The great void that it was to fill appeared in many ways,—among others in the fact that the botanical and chemical laboratories which it established were the only ones in the city open to women.
The trustees of Barnard, one half of whom are women, hope to find much of its usefulness in the encouragement and provision for graduate work which it will offer to the hundreds of women who are gathered in New York, in the pursuance of some profession.
VASSAR COLLEGE.
The late Matthew Vassar, “recognizing in woman the same intellectual constitution as in man,” resolved to give a fair chance to girls for a liberal education, under conditions in every way favorable to health. To this end he erected college and dormitory buildings in the midst of a lawn of two hundred acres, at Poughkeepsie, N. Y., with careful provision for pure air, good water, abundant sunshine, and good sewerage. He provided a gymnasium and provided for out of door sports. He instituted a professorship of physiology and hygiene, and made its incumbent “resident physician” and supervisor of sanitary arrangements.
In September, 1865, the institution received, upon examination, about 350 young women as students to a course of study and mode of life determined by the trustees, who believed that “the larger the stock of knowledge, and the more thorough the mental discipline a woman attains, the better she is fitted for any womanly position, and to perform any womanly duty of home and in society,” a position which the subsequent experience of this and kindred institutions has abundantly illustrated.

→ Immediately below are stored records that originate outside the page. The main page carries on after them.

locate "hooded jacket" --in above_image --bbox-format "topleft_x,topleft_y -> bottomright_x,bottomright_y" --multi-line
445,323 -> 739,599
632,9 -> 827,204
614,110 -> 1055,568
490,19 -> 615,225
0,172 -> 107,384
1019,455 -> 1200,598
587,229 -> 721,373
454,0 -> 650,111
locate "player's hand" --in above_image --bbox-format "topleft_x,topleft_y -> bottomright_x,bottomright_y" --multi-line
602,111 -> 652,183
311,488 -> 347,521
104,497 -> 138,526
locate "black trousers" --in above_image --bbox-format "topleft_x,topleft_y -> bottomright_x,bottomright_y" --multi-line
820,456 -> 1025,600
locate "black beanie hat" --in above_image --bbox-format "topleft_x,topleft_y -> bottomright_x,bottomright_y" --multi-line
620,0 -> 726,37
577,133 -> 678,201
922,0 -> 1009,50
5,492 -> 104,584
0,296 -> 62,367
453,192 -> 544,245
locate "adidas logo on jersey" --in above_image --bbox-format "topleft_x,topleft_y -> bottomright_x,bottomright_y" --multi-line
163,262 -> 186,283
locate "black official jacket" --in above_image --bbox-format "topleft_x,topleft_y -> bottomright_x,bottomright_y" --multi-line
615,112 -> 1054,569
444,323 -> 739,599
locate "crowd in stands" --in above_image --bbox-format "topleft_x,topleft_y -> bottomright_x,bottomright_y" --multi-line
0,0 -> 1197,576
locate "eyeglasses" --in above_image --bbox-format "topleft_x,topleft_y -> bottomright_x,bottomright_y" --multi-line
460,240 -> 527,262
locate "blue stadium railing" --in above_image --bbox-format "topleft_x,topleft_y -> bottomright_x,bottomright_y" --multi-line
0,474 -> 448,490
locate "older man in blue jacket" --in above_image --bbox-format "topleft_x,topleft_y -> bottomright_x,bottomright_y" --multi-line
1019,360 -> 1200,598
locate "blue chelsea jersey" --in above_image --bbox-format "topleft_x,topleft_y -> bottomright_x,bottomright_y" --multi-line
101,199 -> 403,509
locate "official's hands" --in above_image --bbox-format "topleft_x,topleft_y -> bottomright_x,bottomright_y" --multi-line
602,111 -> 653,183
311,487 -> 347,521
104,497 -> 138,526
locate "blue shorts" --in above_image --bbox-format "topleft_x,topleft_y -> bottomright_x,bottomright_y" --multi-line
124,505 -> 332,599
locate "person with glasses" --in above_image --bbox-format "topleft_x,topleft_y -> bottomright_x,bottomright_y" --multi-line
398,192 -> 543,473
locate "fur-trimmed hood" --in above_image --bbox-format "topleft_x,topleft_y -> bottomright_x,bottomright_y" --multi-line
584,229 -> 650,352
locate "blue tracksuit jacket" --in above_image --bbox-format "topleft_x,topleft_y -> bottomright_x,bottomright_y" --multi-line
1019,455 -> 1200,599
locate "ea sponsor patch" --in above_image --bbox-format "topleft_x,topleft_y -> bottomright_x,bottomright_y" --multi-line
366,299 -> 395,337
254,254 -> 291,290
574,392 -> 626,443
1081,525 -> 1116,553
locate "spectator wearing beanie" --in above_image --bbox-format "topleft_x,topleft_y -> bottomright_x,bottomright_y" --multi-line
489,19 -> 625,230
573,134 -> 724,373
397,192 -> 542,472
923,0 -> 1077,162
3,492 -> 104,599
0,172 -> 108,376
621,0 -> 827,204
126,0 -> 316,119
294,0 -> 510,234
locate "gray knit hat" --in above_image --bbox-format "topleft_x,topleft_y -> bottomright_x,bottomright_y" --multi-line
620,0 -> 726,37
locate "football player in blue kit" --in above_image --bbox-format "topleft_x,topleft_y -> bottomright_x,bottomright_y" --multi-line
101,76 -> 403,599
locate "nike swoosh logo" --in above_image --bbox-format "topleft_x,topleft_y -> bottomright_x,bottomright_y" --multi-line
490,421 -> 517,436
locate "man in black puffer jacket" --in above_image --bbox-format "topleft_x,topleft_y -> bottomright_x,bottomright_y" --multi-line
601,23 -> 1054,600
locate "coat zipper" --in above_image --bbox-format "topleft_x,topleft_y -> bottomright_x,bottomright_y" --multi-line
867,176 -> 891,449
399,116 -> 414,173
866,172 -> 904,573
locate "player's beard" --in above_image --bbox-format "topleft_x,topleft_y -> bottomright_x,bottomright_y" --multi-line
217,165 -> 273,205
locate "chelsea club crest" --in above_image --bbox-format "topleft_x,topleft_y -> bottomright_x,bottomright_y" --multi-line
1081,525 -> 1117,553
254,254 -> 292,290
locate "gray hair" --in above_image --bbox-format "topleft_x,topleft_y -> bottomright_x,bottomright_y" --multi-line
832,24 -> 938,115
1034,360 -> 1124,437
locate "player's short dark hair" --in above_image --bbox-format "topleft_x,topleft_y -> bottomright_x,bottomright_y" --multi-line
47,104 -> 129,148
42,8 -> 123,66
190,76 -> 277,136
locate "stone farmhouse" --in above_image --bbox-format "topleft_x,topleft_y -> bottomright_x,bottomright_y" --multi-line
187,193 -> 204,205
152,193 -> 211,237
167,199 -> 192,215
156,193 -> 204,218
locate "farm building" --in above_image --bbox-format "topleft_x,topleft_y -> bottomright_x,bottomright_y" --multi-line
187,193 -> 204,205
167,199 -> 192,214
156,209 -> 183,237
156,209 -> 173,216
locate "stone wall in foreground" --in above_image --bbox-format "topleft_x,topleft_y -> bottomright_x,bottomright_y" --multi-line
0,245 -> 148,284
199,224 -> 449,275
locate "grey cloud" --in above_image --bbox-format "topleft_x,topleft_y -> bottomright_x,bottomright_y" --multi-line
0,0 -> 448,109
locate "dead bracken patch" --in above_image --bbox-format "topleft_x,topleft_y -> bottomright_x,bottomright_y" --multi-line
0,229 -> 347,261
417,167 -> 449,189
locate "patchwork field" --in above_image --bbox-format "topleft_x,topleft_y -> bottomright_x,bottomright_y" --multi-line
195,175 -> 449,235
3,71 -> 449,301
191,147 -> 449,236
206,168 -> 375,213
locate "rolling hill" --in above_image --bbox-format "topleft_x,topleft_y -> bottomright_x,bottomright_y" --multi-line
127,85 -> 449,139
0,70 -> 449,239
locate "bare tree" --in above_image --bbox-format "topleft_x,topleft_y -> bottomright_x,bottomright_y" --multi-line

Up to 1890, Vassar College has conferred the degree of A.B. upon between 800 and 900 graduates.
It has included in its corps of professors several women of distinguished ability—of whom we may name the late Prof. Braislin of the department of mathematics, and the late Prof. Maria Mitchell, who had not only a national, but a European reputation, as an astronomer. From the opening of the institution till near the time of her death, in 1889, she was the head of the department of astronomy and in charge of the excellent observatory. Three women are serving on the Vassar board of trustees, and three on standing committees.
SMITH COLLEGE.
Smith College was founded in Northampton, Mass., by Miss Sophia Smith, of the neighboring town of Hatfield. Finding herself in possession of a large fortune to dispose of she took counsel with her pastor, Dr. John M. Green, as to the best use to make of it. He conferred, in her behalf, with the leading representatives of education, and the general opinion of the time was voiced by Dr. Edward Hitchcock. When Dr. Green asked him, in 1861, “Would you dare to endow a college for women?” he said, “No! The matter of woman’s higher education is still an experiment.” Prudence seemed to compel further deliberation. Strong efforts were made to secure the fund for established colleges, and other schemes of beneficence were considered, but by 1868 Miss Smith and Dr. Green, to whom she had continuously turned for counsel, had come to the conviction that in no other way could the money be so well invested for the benefit of human kind, as in founding a college which should give young women opportunities for education equal to those which established colleges offered to young men. The plan was at once developed, and the college at Northampton is to-day Miss Smith’s noble monument.
Its high aim has been well sustained, and more than five hundred students are named in the Annual Report of 1889.